Link for the Problem: https://app.codility.com/programmers/lessons/14-binary_search_algorithm/nailing_planks/
You are given two non-empty arrays A and B consisting of N integers. These arrays represent N planks. More precisely, A[K] is the start and B[K] the end of the K−th plank.
Next, you are given a non-empty array C consisting of M integers. This array represents M nails. More precisely, C[I] is the position where you can hammer in the I−th nail.
We say that a plank (A[K], B[K]) is nailed if there exists a nail C[I] such that A[K] ≤ C[I] ≤ B[K].
The goal is to find the minimum number of nails that must be used until all the planks are nailed. In other words, you should find a value J such that all planks will be nailed after using only the first J nails. More precisely, for every plank (A[K], B[K]) such that 0 ≤ K < N, there should exist a nail C[I] such that I < J and A[K] ≤ C[I] ≤ B[K].
Link for the solution: https://github.com/ZRonchy/Codility/blob/master/Lesson12/NailingPlanks.java
import java.util.Arrays;
class Solution {
public int solution(int[] A, int[] B, int[] C) {
// the main algorithm is that getting the minimal index of nails which
// is needed to nail every plank by using the binary search
int N = A.length;
int M = C.length;
// two dimension array to save the original index of array C
int[][] sortedNail = new int[M][2];
for (int i = 0; i < M; i++) {
sortedNail[i][0] = C[i];
sortedNail[i][1] = i;
}
// use the lambda expression to sort two dimension array
Arrays.sort(sortedNail, (int x[], int y[]) -> x[0] - y[0]);
int result = 0;
for (int i = 0; i < N; i++) {//find the earlist position that can nail each plank, and the max value for all planks is the result
result = getMinIndex(A[i], B[i], sortedNail, result);
if (result == -1)
return -1;
}
return result + 1;
}
// for each plank , we can use binary search to get the minimal index of the
// sorted array of nails, and we should check the candidate nails to get the
// minimal index of the original array of nails.
public int getMinIndex(int startPlank, int endPlank, int[][] nail, int preIndex) {
int min = 0;
int max = nail.length - 1;
int minIndex = -1;
while (min <= max) {
int mid = (min + max) / 2;
if (nail[mid][0] < startPlank)
min = mid + 1;
else if (nail[mid][0] > endPlank)
max = mid - 1;
else {
max = mid - 1;
minIndex = mid;
}
}
if (minIndex == -1)
return -1;
int minIndexOrigin = nail[minIndex][1];
//find the smallest original position of nail that can nail the plank
for (int i = minIndex; i < nail.length; i++) {
if (nail[i][0] > endPlank)
break;
minIndexOrigin = Math.min(minIndexOrigin, nail[i][1]);
// we need the maximal index of nails to nail every plank, so the
// smaller index can be omitted ****
if (minIndexOrigin <= preIndex) // ****
return preIndex; // ****
}
return minIndexOrigin;
}
}
I don't understand Line 99-102, marked with ****, of the solution.
My question is:
If minIndexOrigin <= preIndex , then it will use preIndex,
but how if the preIndex doesn't nail the current plank ?
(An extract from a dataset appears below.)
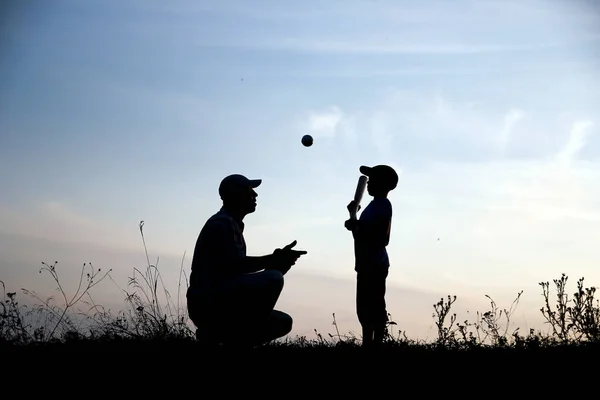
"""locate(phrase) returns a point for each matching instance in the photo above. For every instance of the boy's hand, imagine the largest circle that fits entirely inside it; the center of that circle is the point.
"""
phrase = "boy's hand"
(353, 206)
(351, 224)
Is there a bit mistake with the solution ?
The case that is handled in those lines is when you find that there is an index that nails the current plank, which index is less (or equal) to the lowest index we need to be able to nail another (previously analysed) plank. In that case, we don't need to look further for the current plank, since we know that:
Since we are only interested in the greatest index among the least indexes we need for the different planks (i.e. the index for the "worst" plank), we know that the index we just found now is not important any more: if we already know that we will be using all the nails up to at least preIndex, we know that one nail among that set will nail the current plank. We can just exit the loop and return a "dummy" index that will not influence the result.
Note what the effect is in the calling loop:
result = getMinIndex(A[i], B[i], sortedNail, result);
After this assignment, result will be equal to what result was before the call: this plank (A[i], B[i]) can be nailed with an earlier nail, but we don't really care which nail that is, as we need to know the worst case, which is up to now reflected by result, and all nails up to that index are already in the set of nails that will be hammered.
You can compare it with alpha-beta pruning.